Majorizing Stress Formula Two

Jan de Leeuw
2024-07-26
Abstract:Modifications of the smacof algorithm for multidimensional scaling are proposed that provide a convergent majorization algorithm for Kruskal's stress formula two.
Numerical Analysis,Computation,Machine Learning
What problem does this paper attempt to address?

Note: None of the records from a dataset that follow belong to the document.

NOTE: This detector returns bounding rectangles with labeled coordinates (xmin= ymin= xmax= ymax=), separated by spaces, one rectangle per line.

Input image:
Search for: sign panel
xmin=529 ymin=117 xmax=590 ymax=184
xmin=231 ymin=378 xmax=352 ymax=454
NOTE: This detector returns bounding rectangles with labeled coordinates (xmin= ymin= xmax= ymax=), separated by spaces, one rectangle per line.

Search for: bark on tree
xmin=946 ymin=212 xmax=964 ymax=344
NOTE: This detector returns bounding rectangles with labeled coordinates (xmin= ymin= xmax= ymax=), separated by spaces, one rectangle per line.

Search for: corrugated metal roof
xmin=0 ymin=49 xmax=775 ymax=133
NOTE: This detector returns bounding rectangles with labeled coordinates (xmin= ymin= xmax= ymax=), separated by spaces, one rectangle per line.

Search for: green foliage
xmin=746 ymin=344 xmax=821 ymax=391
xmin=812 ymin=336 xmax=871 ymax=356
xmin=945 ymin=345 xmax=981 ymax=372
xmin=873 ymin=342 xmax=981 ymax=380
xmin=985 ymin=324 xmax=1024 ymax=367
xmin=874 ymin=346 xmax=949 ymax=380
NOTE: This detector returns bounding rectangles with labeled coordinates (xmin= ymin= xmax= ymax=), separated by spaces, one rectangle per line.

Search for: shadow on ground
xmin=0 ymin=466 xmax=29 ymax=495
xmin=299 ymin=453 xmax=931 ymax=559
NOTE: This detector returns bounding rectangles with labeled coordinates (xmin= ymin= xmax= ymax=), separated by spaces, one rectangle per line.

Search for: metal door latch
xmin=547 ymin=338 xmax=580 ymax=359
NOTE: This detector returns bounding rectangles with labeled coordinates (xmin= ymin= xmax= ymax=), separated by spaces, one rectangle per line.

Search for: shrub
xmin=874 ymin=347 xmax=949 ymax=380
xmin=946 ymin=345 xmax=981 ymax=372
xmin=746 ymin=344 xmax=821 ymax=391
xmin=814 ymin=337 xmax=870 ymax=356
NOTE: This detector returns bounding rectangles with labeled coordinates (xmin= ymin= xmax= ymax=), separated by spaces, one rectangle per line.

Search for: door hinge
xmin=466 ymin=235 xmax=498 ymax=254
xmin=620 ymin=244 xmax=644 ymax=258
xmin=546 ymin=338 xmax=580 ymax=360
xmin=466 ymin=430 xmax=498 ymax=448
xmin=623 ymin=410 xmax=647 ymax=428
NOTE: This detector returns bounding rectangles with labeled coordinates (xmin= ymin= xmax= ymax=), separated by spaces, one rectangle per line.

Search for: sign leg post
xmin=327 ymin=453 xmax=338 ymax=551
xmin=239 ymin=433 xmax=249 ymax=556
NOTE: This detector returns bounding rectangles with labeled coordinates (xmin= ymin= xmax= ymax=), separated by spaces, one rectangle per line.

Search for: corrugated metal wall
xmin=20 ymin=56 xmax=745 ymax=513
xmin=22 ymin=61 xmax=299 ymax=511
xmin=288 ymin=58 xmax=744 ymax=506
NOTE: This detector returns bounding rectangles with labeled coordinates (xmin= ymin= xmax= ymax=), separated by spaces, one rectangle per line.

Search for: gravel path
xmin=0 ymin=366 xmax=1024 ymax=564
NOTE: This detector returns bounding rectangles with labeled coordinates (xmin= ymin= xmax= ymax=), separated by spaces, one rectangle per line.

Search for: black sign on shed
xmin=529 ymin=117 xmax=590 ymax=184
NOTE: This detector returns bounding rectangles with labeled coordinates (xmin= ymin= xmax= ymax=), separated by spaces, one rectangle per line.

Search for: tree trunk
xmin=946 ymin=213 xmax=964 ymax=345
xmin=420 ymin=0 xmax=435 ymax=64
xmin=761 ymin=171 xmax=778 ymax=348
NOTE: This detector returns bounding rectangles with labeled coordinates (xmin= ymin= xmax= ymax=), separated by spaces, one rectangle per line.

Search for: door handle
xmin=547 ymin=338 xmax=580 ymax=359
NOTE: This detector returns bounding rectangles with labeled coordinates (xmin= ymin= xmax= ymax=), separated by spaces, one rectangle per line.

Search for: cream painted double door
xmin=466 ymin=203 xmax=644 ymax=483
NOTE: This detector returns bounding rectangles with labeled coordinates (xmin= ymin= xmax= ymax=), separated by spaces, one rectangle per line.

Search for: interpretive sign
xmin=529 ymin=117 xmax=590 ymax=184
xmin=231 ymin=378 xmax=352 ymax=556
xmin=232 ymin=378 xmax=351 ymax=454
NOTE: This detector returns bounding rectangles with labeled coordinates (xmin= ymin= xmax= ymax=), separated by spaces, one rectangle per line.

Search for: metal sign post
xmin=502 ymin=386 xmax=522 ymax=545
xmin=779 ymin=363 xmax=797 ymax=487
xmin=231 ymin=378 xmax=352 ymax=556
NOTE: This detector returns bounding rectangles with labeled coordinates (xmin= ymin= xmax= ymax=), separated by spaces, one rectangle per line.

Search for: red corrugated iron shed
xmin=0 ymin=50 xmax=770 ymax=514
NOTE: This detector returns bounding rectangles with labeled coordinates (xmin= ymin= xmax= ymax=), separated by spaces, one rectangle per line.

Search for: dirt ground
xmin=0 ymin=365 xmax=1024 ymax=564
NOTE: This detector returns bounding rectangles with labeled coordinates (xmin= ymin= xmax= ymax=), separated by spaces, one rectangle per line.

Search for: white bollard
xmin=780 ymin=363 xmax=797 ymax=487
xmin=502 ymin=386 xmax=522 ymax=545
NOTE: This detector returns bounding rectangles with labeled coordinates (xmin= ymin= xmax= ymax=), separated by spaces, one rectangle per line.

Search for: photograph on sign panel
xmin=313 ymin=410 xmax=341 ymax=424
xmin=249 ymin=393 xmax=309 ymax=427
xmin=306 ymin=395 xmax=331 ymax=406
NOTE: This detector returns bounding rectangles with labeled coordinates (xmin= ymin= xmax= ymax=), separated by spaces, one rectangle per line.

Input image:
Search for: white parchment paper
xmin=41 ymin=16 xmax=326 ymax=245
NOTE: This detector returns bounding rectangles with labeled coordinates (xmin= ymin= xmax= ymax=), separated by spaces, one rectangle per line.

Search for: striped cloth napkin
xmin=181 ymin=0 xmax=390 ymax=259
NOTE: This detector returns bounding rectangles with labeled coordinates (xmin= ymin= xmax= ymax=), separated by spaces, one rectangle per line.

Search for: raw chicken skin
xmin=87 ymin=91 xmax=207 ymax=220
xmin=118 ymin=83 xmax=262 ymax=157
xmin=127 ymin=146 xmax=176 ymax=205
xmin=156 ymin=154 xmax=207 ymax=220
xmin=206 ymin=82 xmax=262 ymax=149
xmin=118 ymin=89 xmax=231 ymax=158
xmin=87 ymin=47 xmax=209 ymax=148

### What problem does this paper attempt to solve? The main objective of this paper is to propose an improvement to the SMACOF (Scaling by MAjorizing a COmplicated Function) algorithm in order to provide a convergent majorization algorithm for Kruskal's stress formula two. Specifically: 1. **Optimization problems in multidimensional scaling**: - The paper focuses on minimizing Kruskal's stress formula two (σ2) in multidimensional scaling (MDS). MDS is a technique for mapping high - dimensional data to low - dimensional space so that the distances between data points preserve the distance relationships of the original data as much as possible. 2. **Selection of stress formulas**: - Kruskal proposed two stress formulas: stress formula one (σ1) and stress formula two (σ2). Stress formula two is a newer loss function and is considered superior in some cases. - Stress formula two is defined as: \[ \sigma_2(X) := \frac{\sum_{i<j} w_{ij} (\delta_{ij} - d_{ij}(X))^2}{\sum_{i<j} w_{ij} (d_{ij}(X) - d(X))^2} \] where \( d(X) = \sum_{i<j} w_{ij} d_{ij}(X) \). 3. **Improvement of the algorithm**: - The existing non - metric and nonlinear R - implemented SMACOF procedures minimize Kruskal's normalized stress formula one (σ1), but this paper aims to extend the SMACOF theory and algorithm to be applicable to stress formula two (σ2). - An iterative algorithm based on the majorization method is proposed for minimizing stress formula two. This method simplifies the optimization problem by constructing an upper - bound function and ensures the convergence of the algorithm. 4. **Practical applications and comparisons**: - The article demonstrates the effectiveness of the new algorithm through specific examples (such as Ekman color data and De Gruijter Dutch political party similarity data) and compares its results with traditional methods. - The results show that although the minimized configurations of the two stress formulas are very similar, stress formula two may show better performance or different solutions on certain datasets. In summary, this paper aims to improve the performance of multidimensional scaling in processing specific types of data by improving the SMACOF algorithm so that it can effectively minimize stress formula two.